Seoul-based Jipyong Jisung is advising a consortium led by Incheon International Airport Corp, which has won the $1.1 billion bid to build a new international airport near Yangon.
Recently, the Myanmar government announced two tender winners for its airport developments – a South Korean consortium and Japan’s Mitsubishi Corp.
The South Korean consortium is led by Incheon International Airport Corp and consists of Kumho Industrial, Halla Engineering & Construction, Lotte Engineering & Construction and Posco ICT.
The consortium selected Jipyong Jisung to be its external counsel for the bid as well as the project through a competitive tender.
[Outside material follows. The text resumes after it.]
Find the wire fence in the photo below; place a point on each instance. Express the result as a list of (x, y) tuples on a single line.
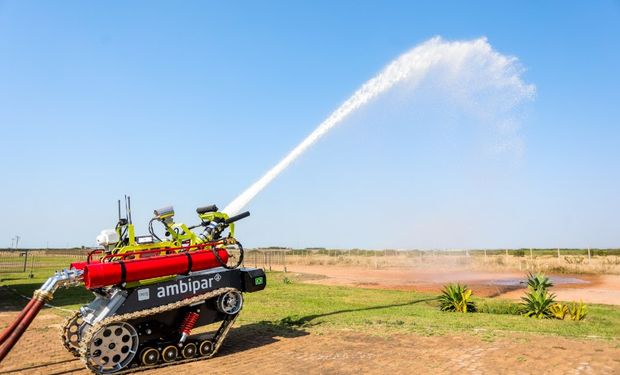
[(553, 260), (25, 260)]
Yulchon and Lee & Ko were among other Korean firms bidding for the mandate.
Jipyong Jisung is the first and only Korean firm to have a physical presence in Myanmar, having launched there as a consultancy firm in Yangon in November last year. The office now has 10 staff members, including three Korean lawyers and seven Myanmar professionals. Apart from Myanmar, the firm has six other foreign offices, mostly in Southeast Asia.
The firm has also previously worked for the members of the consortium, such as Kumho Industrial.
Jipyong Jisung’s head of Myanmar practice Cheol Jeong, a partner based in the Seoul head office, is leading the firm’s advice to the consortium in the Myanmar airport project.
Jeong noted that Jipyong Jisung has been the sole adviser to the client so far, acting on a wide range of issues, such as the concession agreement and financing arrangements. However, more firms may be instructed during the construction and finance stages of the project.
He also said structuring the project finance transactions for one of the first infrastructure projects in Myanmar would be a challenging task.
“The project will face a lot of legal obstacles under the current legal framework of Myanmar. For example, the country has very strict rules for providing securities for bank loans and rules that forbid any private person or entity from having ownership of the land. The main concerns will be how to come up with a loan structure that’s feasible for financial institutions to provide the project company with loan facilities,” said Jeong. He expected the negotiation and discussion between the consortium and the Myanmar government to be a lengthy process.
Alongside the Korean consortium, Japan’s Mitsubishi Corp was awarded the project to improve and operate Mandalay International Airport. It is unknown which firm advised the Japanese trading giant.
However, significant projects like this one has attracted Japanese firms to expand to Southeast Asia. All four of Japan’s largest firms – Anderson Mori & Tomotsune, Mori Hamada & Matsumoto, Nagashima Ohno & Tsunematsu and Nishimura & Asahi – have opened an office in Singapore over the past few years.
“There’s significant interest from Korean and Japanese companies to invest into Myanmar. The opening of the Yangon office has proven to be the most strategically important among all our overseas outfits,” said Jeong.